The film is predictably disturbing, not because the family has hidden secrets or are hypocritical monsters, but because they really do embody their own twisted Christian ideals. The mood in the Wilson home is suffocating. Von Arx described the feeling of filming the Wilsons as “claustrophobic” and it is comes across in the movie. Their entire existence is wrapped up in gender norms that are so restrictive being a woman is a full time job for the Wilson ladies. Jordan waits to meet her husband while she teaches other young ladies to embody grace and manners at workshops she organizes. And every goddamn (sorry, I mean gosh darn) thing the family does is marked by some strange ceremony they invented for the occasion, always preceded by exhausting beauty prep.

Von Arx sometimes seems to reach a little when stating the political importance of the Wilsons, but their story is no doubt important when you consider how many people in America are either just like the Wilsons or aspire to be. Perhaps most shocking of all is how sympathetically the family is represented in the movie.
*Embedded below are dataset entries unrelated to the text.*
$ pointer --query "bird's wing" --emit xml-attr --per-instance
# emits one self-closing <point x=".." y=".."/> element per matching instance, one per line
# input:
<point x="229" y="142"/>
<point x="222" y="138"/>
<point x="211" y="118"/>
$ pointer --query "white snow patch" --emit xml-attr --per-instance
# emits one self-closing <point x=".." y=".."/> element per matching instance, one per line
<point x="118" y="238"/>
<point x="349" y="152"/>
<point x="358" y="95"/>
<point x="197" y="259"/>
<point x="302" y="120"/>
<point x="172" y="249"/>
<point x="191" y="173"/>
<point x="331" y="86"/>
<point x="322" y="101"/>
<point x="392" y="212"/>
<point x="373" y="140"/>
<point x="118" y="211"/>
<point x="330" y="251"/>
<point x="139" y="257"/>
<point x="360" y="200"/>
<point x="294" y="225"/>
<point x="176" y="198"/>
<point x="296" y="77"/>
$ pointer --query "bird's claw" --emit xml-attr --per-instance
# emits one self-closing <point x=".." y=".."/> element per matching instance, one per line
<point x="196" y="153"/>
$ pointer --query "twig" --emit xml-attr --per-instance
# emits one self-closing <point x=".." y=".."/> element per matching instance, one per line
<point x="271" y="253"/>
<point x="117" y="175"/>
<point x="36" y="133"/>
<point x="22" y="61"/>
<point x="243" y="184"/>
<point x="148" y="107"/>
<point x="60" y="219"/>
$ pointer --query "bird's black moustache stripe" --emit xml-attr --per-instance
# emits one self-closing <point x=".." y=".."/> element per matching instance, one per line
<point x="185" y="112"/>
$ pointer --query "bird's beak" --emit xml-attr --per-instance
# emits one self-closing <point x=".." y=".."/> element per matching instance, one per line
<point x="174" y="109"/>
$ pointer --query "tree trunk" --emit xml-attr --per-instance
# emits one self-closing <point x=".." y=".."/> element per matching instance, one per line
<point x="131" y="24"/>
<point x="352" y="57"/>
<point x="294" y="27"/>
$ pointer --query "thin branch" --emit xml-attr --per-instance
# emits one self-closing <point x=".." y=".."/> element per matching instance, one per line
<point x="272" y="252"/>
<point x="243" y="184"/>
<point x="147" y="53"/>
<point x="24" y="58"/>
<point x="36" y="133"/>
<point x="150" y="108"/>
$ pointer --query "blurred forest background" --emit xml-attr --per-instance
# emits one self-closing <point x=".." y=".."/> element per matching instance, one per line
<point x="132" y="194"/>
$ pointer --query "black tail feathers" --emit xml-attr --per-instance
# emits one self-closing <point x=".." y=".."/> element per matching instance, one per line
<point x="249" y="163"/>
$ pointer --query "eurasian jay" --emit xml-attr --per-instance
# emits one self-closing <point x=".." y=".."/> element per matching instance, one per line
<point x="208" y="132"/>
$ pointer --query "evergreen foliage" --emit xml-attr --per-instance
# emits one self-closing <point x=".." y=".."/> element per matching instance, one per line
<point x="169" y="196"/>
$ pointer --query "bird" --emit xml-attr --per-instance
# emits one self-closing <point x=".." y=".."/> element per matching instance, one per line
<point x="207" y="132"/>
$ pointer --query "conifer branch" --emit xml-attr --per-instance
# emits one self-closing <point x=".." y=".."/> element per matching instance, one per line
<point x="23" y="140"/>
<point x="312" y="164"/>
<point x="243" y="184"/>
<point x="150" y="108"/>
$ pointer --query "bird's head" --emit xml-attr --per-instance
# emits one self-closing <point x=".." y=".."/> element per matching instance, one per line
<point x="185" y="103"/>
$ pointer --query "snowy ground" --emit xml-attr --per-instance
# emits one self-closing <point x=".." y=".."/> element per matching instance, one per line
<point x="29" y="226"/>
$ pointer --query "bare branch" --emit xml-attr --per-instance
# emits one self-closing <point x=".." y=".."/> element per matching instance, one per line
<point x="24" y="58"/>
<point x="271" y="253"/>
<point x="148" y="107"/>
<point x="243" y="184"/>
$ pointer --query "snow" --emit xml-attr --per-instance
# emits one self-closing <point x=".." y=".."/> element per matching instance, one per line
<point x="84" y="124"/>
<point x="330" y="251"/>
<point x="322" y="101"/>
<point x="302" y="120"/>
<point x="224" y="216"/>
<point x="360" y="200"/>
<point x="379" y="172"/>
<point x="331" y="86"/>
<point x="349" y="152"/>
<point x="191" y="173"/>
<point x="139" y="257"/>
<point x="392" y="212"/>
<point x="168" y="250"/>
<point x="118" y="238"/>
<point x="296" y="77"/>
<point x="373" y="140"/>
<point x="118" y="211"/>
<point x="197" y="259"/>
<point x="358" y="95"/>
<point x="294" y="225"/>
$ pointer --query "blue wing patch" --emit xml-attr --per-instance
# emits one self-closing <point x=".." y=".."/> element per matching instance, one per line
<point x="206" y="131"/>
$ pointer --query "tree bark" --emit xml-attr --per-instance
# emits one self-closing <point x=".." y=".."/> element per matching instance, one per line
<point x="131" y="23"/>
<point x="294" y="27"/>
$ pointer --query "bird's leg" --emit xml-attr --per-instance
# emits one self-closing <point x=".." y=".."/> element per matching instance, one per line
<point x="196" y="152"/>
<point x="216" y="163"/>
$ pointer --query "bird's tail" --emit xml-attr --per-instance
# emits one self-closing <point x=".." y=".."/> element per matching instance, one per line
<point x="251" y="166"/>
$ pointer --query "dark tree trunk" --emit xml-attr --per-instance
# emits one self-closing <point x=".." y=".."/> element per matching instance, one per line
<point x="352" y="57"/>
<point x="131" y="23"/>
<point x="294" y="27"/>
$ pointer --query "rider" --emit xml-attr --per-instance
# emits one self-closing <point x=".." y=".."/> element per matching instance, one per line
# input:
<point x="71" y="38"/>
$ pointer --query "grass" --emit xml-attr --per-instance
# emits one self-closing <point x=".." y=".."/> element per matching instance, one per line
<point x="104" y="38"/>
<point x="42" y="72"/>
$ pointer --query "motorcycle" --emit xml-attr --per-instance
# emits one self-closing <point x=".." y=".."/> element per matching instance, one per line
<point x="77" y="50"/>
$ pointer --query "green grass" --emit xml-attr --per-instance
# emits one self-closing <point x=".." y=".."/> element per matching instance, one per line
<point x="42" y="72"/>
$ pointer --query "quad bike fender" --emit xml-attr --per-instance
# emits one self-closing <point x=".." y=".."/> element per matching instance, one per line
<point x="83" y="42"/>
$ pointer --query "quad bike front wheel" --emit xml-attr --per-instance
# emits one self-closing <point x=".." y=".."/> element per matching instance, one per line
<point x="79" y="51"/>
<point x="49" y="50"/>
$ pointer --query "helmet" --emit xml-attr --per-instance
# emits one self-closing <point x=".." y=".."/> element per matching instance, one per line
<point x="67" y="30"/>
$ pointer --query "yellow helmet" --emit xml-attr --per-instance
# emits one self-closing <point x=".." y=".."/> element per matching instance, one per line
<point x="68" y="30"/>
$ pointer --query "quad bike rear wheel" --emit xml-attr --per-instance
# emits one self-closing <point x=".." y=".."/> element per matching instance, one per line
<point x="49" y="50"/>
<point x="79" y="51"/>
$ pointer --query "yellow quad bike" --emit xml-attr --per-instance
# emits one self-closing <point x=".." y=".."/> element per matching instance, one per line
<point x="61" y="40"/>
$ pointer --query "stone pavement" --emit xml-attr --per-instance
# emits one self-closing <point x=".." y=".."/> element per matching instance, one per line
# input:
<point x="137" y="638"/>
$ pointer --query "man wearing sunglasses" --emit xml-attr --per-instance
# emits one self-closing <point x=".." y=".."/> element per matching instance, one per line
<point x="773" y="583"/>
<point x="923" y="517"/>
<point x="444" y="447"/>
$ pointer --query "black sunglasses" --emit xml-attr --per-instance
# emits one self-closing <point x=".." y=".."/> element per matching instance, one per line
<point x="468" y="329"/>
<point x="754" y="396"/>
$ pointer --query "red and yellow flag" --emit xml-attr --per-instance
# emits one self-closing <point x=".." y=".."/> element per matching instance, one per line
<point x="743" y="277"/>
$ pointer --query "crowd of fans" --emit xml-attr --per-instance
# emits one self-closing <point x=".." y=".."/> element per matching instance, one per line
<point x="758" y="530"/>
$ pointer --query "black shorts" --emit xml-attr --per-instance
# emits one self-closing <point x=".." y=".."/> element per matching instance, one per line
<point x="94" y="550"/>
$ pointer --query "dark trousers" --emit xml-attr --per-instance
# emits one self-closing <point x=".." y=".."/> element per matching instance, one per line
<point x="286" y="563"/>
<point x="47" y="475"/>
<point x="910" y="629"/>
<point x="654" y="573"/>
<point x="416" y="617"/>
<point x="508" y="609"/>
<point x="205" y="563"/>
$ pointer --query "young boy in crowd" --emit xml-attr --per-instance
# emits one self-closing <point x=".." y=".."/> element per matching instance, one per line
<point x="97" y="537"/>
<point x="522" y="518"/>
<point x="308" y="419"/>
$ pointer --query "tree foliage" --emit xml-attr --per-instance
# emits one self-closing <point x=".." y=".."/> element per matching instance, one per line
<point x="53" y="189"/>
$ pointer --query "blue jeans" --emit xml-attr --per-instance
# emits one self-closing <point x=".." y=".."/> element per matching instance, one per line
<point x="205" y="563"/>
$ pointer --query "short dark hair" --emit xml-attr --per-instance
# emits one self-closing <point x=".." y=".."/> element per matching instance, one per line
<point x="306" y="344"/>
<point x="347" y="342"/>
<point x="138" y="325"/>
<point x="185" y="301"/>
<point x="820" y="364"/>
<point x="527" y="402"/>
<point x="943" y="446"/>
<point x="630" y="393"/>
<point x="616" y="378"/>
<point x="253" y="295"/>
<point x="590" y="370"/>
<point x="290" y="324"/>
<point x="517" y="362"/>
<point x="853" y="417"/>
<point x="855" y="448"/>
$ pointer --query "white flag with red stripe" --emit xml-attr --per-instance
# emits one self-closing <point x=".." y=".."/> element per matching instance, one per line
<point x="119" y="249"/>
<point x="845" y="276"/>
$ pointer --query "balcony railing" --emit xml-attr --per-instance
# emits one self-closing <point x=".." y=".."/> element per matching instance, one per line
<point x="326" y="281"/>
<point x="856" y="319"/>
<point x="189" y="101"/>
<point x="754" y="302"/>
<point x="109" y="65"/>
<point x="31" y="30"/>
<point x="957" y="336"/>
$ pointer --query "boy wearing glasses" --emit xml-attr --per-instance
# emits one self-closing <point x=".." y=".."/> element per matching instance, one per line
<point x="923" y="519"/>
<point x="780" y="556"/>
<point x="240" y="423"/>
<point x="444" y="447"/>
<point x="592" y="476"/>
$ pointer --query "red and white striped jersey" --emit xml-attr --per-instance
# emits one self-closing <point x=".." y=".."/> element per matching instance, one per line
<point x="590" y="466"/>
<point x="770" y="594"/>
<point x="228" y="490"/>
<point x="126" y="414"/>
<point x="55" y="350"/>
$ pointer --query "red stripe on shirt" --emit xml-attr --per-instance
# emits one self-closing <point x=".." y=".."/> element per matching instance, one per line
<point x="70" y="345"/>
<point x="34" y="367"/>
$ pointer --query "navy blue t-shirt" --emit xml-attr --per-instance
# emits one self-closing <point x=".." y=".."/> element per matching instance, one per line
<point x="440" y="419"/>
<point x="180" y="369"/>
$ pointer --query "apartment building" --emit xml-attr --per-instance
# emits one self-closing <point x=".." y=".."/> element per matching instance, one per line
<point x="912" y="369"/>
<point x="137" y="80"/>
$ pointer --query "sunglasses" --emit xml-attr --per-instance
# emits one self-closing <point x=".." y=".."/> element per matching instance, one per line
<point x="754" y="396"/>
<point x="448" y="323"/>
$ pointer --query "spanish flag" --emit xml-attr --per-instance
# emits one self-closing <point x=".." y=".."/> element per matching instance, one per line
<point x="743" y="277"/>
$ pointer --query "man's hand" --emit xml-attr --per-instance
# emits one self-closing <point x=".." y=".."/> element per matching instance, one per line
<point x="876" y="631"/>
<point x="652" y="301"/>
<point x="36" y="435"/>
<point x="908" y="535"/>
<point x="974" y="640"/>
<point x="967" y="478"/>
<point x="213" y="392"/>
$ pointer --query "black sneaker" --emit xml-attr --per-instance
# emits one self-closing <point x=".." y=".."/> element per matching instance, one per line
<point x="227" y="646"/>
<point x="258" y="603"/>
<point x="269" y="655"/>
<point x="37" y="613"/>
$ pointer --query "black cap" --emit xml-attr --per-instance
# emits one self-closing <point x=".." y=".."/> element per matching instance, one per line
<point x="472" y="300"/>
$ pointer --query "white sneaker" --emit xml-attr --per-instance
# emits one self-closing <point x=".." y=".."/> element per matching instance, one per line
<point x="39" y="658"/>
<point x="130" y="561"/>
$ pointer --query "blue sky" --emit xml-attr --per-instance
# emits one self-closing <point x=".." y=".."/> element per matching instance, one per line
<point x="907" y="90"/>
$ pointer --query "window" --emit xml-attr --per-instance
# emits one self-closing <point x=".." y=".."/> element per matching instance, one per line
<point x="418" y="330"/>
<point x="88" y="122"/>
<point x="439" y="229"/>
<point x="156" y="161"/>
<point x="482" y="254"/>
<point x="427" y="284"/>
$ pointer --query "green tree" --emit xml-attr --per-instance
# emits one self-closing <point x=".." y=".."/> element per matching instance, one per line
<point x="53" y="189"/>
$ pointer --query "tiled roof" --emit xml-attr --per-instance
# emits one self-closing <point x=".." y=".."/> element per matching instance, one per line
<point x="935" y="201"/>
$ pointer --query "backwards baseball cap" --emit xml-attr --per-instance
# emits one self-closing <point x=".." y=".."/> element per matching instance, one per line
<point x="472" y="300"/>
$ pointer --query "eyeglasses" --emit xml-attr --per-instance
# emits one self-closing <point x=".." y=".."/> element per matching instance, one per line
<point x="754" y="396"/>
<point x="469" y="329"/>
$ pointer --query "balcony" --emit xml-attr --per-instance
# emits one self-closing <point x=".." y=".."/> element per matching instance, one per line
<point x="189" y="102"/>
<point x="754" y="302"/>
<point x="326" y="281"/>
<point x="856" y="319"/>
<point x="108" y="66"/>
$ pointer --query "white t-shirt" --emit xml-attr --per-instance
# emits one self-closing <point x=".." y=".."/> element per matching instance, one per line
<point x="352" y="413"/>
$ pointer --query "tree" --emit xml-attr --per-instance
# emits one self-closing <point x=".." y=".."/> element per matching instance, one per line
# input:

They are constantly reaffirming how much they love each other and they are principled, even if their principles are grotesque to most liberal-minded audiences. The audience was obviously at once horrified and drawn in by the Wilsons. Despite a pointed and often mocking Q&A discussion of the documentary, when Von Arx announced that after the film wrapped Jordan did indeed marry the man of her dreams, the crowd cheered.

If you missed Virgin Tales at VIFF, a shorter cut will air on CBC television on October 20 on the Passionate Eye.

2 thoughts on “Virgin Tales

  1. I watched this documentary on CBC last night. It truly was creepy. The scene during the ball when the father places the ring on his daughter’s ring finger made my skin crawl. I truly feel for these girls and, indeed, the boys. The message is that dad owns your body until he sees fit to hand it over to another guy, but only if he agrees to marry you. Ew. The scene of the couple speaking about the first year of marriage was very telling as well. They seemed to be saying we thought we knew and liked each other but now we find we don’t but we accept that we are stuck because of our beliefs. How truly sad. I fear for my daughter’s future if this “movement”, if it can be called that, truly takes hold and gains traction. Thank goodness we live in Canada.

  2. Men controlling women… That is all this is. I don’t condone promiscuous sex, I think it can be harmful, but this film was downright insulting. And why aren’t the dads having little “purity” balls for their sons?